Reducing as much as possible this redundancy is essential in order to improve performances by minimizing the communication overhead. To this purpose, our algorithm performs, at each BFS level, a pruning procedure on the set of nodes that will be visited (NLFS). This step reduces both the amount of work required to enqueue new vertices and the size of messages exchanged among different tasks. To implement this pruning procedure efficiently is not trivial: none of the earlier works on GPU tackled that problem directly. The main issue being how to employ a sufficient large number of threads and balance their workload, to fully exploit the GPU computing power.

To that purpose, we developed a new mapping of data elements to CUDA threads that uses a binary search function at its core. This mapping permits to process the entire Next Level Frontier Set by mapping each element of the set to one CUDA thread (perfect load-balancing) so the available parallelism is exploited at its best. This mapping allows for an efficient filling of a global array that, for each BFS level, contains all the neighbors of the vertices in the queue as required by the pruning procedure (based on sort and unique operations) of the array.

This mapping is a substantial contribution of our work: it is quite simple and general and can be used in different contexts. We wish to highlight that it is this operation (and not the sorting) that makes possible to exploit at its best the computing power of the GPU. To speed up the sort and unique operations we rely on very efficient implementations (like the radix sort) available in the CUDA Thrust library. We have shown that our algorithm has good scaling properties and, with 128 GPUs, it can traverse 3 billion edges per second (3 GTEPS for an input graph with 228 vertices). By comparing our results with those obtained on different architectures we have shown that our implementation is better or comparable to state-of-the-art implementations.

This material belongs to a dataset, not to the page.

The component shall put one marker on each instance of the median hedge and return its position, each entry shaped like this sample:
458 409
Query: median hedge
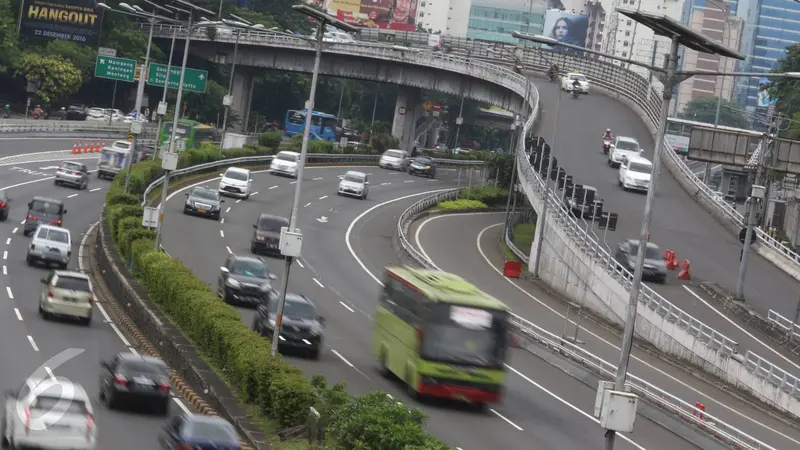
242 357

Among the operations that are performed during the BFS, the pruning of the NLFS is the most expensive in terms of execution time. Moreover, the overall computational time is greater then the time spent in communications. Our experiments show that the ratio between the time spent in computation and the time spent in communication reduces by increasing the number of tasks. For instance, with 4 GPUs the ratio is 2:125 whereas by using 64 GPUs the value is 1:12. The result can be explained as follows. In order to process the largest possible graph, the memory of each GPU is fully used and thus the subgraph assigned to each processor has a maximum (fixed) size. When the graph size increases we use more GPUs and the number of messages exchanged among nodes increases accordingly.

To maintain a good scalability using thousands GPUs we need to further improve the communication mechanism that is, in the present implementation, quite simple. To this purpose, many studies employed a 2D partitioning of the graph to reduce the number of processors involved in communication. Such partitioning could be, in principle, implemented in our code and it will be the subject of a future work. (paragraphing was inserted into the abstract for readability)

Without any paragraph breaks the abstract was very difficult to read. Apologies if I have incorrectly inserted paragraph breaks.

If you have access to multiple GPUs, this should be very interesting work.